Foto di Andrew Medichini per Ap, via LaPresse 

roma capoccia - spina di borgo

Le interviste di Papa Francesco alimentano retroscenisti e complottisti

Matteo Matzuzzi

Anche chi con il Pontefice non è e non è mai stato critico mostra, privatamente ma pur sempre devotamente, insofferenza per le interviste concesse

Domanda: quanti retroscena  si potrebbero evitare se si riducesse il numero esorbitante di interviste concesse dal Papa? Quante malelingue si lascerebbero senza lavoro? Quanti complottisti-sedevacantisti-pseudoratzingeriani resterebbero senza cose da dire, fare, scrivere? La risposta pare evidente. Anche chi con il Papa critico non è e non lo è mai stato mostra, privatamente ma pur sempre devotamente, insofferenza. Perché ogni mezza parola, mezza riga, mezzo sorriso a favor di telecamere produce inesorabilmente caos.

 

L’ultima è sull’omosessualità, che non è un crimine ma resta un peccato. Perfino James Martin, il gesuita che da tempo si occupa delle realtà lgbt, ha preso carta e penna chiedendo a Francesco di spiegare, chiarire meglio, togliere ogni dubbio circa l’interpretazione delle frasi pronunciate.
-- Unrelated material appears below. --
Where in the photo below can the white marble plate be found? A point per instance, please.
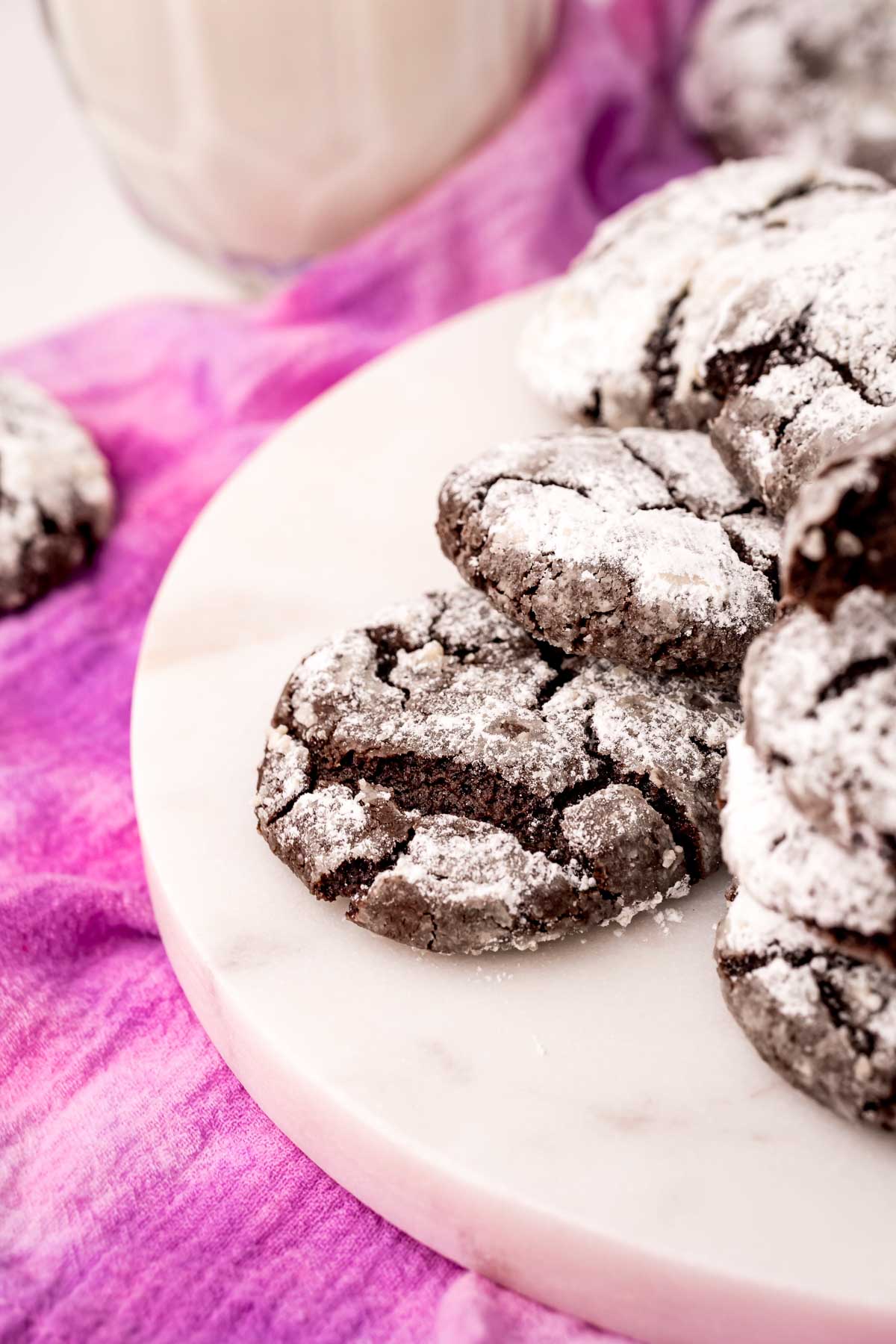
(585, 1122)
Il capo dei vescovi tedeschi, Georg Bätzing, che da mesi viene flagellato da Roma perché lui di arretrare dai propositi bellicosi sinodali non vuole proprio, ha fatto sapere di non ritenere possibile “governare la Chiesa con le interviste”, lamentando anche che a novembre – quando lui e tutti i confratelli di Germania furono ricevuti a Roma – il Papa non disse mezza parola sul fatto che il Cammino sinodale così come impostato in Germania “non è utile” ed è “governato da una élite”. Problemini risolvibili.